Shiny states that they are demanding $300,000.00 to delete all the data. ShinyHunters has a reputation for selling or leaking data when their victims don’t pay their extortion demands, and so far, Pizza Hut hasn’t responded to them at all.
Like many other chains, Pizza Hut Australia has franchises. Whether corporate handles data storage and security for the franchises as part of their contracts is unknown to DataBreaches at this point, but it seems likely given that one of the fields in the orders data is “StoreID.”
Pizza Hut Australia’s website notes that they do not offer any support by email, but with a little digging, DataBreaches obtained contact information for the firm’s CEO, CFO, and COO. Emails were sent to all three of them yesterday and two of them were also messaged on LinkedIn to tell them to check for email from this site. Questions put to them included asking them whether they had been aware that they had been hacked.
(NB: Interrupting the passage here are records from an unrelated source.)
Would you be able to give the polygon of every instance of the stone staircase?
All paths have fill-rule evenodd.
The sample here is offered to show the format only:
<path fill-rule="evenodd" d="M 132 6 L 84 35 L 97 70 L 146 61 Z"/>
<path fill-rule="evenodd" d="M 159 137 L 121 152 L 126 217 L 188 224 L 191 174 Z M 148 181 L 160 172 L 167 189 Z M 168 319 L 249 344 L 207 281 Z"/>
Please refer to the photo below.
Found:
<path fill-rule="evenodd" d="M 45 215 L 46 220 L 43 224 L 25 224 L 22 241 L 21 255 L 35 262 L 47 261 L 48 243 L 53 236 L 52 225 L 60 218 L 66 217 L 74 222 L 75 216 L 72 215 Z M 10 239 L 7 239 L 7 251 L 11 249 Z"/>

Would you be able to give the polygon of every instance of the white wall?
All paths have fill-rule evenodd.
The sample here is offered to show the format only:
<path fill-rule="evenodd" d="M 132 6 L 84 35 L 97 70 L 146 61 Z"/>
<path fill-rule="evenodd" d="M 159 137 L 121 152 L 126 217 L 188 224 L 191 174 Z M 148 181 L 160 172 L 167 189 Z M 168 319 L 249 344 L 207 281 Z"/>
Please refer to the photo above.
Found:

DataBreaches also inquired whether they had notified law enforcement, regulators, or customers about the breach.
No reply has been received by publication, but this post will be updated as more information becomes available. There is currently no notice on Pizza Hut Australia’s website alerting customers to any data security incident that involves their credit card numbers.